The authors suggest that separating surface area from generalized volume provides a sensitive measure of antisocial traits. Surface area is determined by various cellular mechanisms during brain development, including how neurons migrate and fold into ridges over time. These underlying developmental mechanisms act independently of the factors that determine the actual thickness of cortical layers.

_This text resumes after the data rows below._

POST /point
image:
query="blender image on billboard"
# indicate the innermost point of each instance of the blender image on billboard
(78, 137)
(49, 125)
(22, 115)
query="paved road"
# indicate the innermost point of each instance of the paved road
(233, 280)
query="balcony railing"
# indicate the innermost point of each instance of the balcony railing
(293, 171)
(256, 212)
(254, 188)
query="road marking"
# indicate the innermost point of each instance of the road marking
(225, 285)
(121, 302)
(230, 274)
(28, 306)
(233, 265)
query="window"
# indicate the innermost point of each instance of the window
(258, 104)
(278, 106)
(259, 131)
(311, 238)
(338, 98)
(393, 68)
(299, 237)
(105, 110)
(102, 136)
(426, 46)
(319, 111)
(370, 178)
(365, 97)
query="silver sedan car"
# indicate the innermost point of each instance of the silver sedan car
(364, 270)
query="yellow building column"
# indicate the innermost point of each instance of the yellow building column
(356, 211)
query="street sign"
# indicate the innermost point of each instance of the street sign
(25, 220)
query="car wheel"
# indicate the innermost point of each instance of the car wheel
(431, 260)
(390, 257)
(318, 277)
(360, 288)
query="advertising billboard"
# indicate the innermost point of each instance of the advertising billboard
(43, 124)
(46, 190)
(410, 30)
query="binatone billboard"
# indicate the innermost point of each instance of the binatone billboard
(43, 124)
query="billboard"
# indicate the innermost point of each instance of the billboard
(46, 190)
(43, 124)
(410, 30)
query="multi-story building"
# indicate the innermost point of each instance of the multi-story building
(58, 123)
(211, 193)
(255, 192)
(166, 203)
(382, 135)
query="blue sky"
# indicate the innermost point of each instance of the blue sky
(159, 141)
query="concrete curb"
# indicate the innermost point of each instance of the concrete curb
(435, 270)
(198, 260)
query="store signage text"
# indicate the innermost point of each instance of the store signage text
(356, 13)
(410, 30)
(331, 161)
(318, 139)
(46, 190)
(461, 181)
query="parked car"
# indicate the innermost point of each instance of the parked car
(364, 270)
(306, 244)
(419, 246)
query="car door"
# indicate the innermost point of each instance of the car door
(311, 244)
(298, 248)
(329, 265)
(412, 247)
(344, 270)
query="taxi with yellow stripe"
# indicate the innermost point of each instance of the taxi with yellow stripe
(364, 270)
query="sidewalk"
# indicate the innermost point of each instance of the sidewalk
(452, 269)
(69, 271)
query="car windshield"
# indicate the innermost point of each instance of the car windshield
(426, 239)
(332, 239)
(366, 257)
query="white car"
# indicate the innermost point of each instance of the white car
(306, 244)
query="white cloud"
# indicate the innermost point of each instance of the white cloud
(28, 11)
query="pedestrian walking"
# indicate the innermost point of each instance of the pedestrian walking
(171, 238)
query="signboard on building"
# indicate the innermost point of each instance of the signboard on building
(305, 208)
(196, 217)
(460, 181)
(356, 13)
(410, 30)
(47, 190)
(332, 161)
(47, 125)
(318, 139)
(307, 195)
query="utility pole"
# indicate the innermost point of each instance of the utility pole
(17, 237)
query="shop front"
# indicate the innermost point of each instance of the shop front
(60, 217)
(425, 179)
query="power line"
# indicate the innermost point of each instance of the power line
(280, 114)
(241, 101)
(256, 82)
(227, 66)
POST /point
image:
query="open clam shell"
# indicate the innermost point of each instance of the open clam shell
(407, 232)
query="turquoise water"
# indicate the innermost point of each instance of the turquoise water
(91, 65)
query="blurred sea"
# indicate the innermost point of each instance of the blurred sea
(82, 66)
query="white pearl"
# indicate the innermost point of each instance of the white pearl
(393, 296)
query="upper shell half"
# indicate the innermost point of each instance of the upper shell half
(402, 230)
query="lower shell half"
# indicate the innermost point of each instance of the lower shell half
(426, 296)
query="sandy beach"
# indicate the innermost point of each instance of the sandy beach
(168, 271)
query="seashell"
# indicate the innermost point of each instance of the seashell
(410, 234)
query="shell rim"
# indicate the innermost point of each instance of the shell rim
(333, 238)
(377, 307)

In addition to regularly measuring area and thickness, the researchers also used structural gradients to examine the macroscale organization of the brain. The brain is organized along a continuous topographic map that represents transitional spaces. These maps range from primary sensory areas dealing with basic senses such as vision and movement to complex association areas.
These gradients help scientists understand how the brain’s basic sensory functions differ structurally from higher-order integrative processing centers. In men with high levels of psychopathy, this natural structural gradient in cortical thickness was visibly compressed. A compressed gradient indicates reduced physical differentiation between the two ends of the brain tissue spectrum.
In essence, the structural layout connecting different functional sensory and associative networks was less segregated and closer to a centralized average. The brain gradient compression observed in these men mirrors findings seen in other major psychiatric disorders. Similar loss of structural differentiation has also been reported in studies assessing schizophrenia and depression.
The authors note that the current study has several limitations, which point to directions for continued research. Because empathy was assessed using a brief self-report questionnaire, the psychometric scores may be influenced by a high degree of social desirability bias. Subjects may have lacked the necessary psychological awareness to accurately assess their own lack of empathy.
Performance tests that ask participants to recognize facial expressions or interpret tone of voice may reveal stronger connections to the actual structure of the cortex. Self-reported empathy data did not map to brain structures in a way that produced statistically sound correlations. The body image results corresponding only to the empathy questionnaire measures were not statistically significant in the general analysis.
Furthermore, the subjects for this project were only incarcerated adult males. Differences in the structural layout of the brain and basic empathic abilities are known to differ between men and women based on various environmental and developmental factors. The researchers cautioned that these specific brain trait relationships may not generalize to freely living women in the general population or individuals with psychopathic traits.
Future research should aim to examine diverse populations outside of the correctional system to determine whether anatomical patterns hold universally. Scientists also need to investigate the actual subtle cellular mechanisms that cause the brain to fold and expand during early development. Understanding exactly how and why cortical surface area expands in these people could ultimately inform early treatment programs aimed at promoting empathy and reducing severe antisocial behavior.
The study, “Cortical structures associated with empathy and psychopathy in 800 incarcerated men,” was conducted by a large team of international researchers. Authors: Marcin A. Radecki, J. Michael Maurer, Keith A. Harenski, David D. Stephenson, Erika Sampaolo, Giada Lettieri, Giacomo Handjaras, Emiliano Ricciardi, Samantha N. Rodriguez, Craig S. Neumann, Carla L. Harenski, Sara Palumbo, Silvia Pellegrini, Jean Decety, Pietro Pietrini, Kent A. Kiel and Luca Cecchetti.